In the field of learning styles in education, controversies have been raised as to whether it is better to teach using a variety of learning styles or to employ the one best suited to the content or the individual.

Also, cognitive science holds that, although, learners do differ in their abilities with different learning styles, employing the learner’s most preferred learning style doesn’t influence his educational achievement. Rather, what matters is whether the learner is taught in
the content’s best modality.

This explains why some psychologists hold that learners should be taught in the style that best suits them, regardless of content while others are of the view that the content should be taught in the style that best suits it, regardless of the individual.

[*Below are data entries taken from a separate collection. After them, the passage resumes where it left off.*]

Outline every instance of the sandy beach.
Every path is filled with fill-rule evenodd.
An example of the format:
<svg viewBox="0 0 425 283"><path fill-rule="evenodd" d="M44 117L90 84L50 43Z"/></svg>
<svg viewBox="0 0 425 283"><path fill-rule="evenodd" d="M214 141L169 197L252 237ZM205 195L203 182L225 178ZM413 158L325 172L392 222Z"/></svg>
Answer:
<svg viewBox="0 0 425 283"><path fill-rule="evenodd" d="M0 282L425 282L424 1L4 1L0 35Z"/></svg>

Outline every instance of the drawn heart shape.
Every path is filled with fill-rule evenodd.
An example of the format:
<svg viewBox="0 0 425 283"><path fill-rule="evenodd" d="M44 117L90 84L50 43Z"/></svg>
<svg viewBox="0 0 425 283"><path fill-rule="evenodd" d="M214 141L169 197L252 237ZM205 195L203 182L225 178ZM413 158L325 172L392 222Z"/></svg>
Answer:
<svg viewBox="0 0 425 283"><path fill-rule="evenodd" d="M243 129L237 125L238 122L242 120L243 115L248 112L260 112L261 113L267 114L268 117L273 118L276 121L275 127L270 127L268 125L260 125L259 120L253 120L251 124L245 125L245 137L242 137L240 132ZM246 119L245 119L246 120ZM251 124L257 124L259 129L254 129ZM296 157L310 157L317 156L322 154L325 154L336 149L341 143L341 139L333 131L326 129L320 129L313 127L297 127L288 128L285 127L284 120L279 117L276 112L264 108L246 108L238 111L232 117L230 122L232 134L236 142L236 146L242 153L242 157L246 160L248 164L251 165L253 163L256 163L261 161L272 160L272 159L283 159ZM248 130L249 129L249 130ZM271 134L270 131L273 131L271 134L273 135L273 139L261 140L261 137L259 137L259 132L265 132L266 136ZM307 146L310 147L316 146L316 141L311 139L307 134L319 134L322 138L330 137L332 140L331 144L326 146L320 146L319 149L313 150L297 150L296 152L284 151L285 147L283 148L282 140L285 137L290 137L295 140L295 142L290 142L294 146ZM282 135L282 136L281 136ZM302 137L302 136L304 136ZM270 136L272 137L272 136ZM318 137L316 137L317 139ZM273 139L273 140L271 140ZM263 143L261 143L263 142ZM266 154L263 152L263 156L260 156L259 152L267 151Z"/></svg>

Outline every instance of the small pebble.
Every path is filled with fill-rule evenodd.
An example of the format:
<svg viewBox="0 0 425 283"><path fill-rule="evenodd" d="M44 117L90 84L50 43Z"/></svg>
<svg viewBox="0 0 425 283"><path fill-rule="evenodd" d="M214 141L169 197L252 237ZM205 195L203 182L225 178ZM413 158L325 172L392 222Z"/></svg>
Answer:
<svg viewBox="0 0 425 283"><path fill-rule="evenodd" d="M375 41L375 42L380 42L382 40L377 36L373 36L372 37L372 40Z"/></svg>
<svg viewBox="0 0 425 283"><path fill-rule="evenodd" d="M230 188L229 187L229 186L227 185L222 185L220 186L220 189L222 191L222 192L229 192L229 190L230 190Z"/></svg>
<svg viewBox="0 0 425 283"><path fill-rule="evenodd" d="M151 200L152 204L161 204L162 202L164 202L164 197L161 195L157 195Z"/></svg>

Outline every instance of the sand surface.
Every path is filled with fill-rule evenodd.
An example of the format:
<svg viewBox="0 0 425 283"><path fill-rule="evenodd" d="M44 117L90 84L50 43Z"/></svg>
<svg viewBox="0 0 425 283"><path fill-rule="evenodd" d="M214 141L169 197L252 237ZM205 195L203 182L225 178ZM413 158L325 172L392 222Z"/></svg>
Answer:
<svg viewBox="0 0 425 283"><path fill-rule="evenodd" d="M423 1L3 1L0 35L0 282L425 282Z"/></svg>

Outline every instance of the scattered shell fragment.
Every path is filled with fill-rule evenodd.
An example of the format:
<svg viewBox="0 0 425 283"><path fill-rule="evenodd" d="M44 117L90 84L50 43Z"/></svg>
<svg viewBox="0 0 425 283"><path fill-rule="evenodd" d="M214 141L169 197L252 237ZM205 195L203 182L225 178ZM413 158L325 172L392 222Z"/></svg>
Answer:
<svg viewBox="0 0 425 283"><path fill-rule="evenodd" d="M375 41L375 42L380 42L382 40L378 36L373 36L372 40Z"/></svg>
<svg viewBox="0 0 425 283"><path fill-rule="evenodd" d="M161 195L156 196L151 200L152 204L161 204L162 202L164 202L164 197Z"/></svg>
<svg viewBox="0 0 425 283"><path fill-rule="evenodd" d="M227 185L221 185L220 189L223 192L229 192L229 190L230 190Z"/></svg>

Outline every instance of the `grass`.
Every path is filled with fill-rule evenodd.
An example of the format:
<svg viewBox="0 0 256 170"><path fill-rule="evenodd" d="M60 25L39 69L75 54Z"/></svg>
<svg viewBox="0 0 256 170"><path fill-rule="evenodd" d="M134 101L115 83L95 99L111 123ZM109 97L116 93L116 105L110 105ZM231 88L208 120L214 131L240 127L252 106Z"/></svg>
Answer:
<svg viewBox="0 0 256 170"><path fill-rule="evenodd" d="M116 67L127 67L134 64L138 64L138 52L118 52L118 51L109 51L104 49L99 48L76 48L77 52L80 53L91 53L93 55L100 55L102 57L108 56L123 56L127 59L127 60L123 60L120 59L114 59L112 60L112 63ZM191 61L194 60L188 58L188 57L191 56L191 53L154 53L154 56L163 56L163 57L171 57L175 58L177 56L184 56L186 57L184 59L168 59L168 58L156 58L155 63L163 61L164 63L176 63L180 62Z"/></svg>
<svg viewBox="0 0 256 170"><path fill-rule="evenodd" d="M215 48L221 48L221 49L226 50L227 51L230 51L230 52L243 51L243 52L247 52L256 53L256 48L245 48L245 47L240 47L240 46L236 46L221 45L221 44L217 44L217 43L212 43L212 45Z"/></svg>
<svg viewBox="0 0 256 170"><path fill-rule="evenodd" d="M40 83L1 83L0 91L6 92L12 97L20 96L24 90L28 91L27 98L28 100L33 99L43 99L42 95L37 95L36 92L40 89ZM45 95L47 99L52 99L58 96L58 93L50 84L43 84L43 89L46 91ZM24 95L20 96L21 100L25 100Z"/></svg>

Numerous learning styles and models exist; the three basic ones being Tactile
Kinaesthetic, Visual-Spatial and Auditory Sequential.

Tactile Kinaesthetic

Also called multi-sensory learning, the Kinesthetic learning style suggests that people learn through physical touch or movement. Tactile learners hear or see to learn, and then complete their learning by trying it out themselves. They primarily focus their sense of touch, focusing on physical activities to accomplish learning instructions. Tactile learners are likely to remember what they were being taught when they write it down. Their sense of touch and ability to move around help them to comprehend learning. However, tactile learners tend to have trouble recalling or following instructions. They cannot withstand mental and physical confinement because they crave movement, therefore, they can’t sit through long periods in classes.

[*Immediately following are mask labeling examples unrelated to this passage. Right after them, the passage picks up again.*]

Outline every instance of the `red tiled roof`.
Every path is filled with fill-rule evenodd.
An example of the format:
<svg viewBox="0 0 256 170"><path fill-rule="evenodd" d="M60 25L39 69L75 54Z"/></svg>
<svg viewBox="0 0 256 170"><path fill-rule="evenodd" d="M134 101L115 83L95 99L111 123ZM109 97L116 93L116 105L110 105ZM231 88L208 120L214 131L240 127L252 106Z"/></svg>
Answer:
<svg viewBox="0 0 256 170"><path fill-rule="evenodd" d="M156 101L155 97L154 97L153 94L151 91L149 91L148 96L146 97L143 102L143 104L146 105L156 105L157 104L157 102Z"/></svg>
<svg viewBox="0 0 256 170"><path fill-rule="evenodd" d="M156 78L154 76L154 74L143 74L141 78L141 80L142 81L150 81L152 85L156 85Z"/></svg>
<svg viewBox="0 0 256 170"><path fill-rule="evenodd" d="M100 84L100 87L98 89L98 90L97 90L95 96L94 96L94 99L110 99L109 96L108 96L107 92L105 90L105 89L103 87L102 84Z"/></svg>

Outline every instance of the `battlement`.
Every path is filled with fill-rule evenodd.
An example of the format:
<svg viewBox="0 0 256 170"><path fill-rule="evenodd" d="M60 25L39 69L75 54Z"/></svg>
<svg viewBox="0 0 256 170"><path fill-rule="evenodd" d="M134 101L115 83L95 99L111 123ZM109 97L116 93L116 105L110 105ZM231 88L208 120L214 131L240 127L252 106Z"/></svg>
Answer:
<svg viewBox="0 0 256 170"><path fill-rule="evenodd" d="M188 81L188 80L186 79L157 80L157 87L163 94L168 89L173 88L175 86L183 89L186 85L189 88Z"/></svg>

Learners with this style tend to think visually and sometimes desire to learn the same way. They are good at visualising the “big picture,” but they occasionally ignore the details. Visual-spatial learning style points to the learner’s ability to comprehend, analyze, and understand visual information in the world around them. Virtually, they can picture ideas with their mind’s eye. They grasp concepts before paying attention to their details. They think in pictures rather than words therefore, they learn easily when presented with visual information.

Auditory Sequential

Here, an individual learns most effectively through hearing and listening. Auditory learners secure information better when it is transmitted through sound or speech rather than written form. An auditory learner depends on speaking and listening as their dominant strategy of learning. Many auditory learners may encounter challenges when instructions or information are given in written form but can clearly understand them when the information is aural. These types of learners are generally good listeners and can effortlessly recall information that has been uttered. For instance, an auditory learner may recollect everything that was mentioned during a work meeting but has a hard time recollecting the information that was outlined shed in a work report. Auditory learners have good speaking and listening skills, excel in oral tests and are good storytellers. However, they are easily distracted by noise.

Identifying what learning style every student is unique to might be a tedious task to the teacher but it remains one of the best tools at easing learning difficulties for both learners and teachers.

By utilising the above learning modalities, a teacher is sure to retain the attention of learners during class activities. A teacher should improvise means through which all learners would be carried along, depending on their learning habits to avoid the complications of handling a large class with only a few students.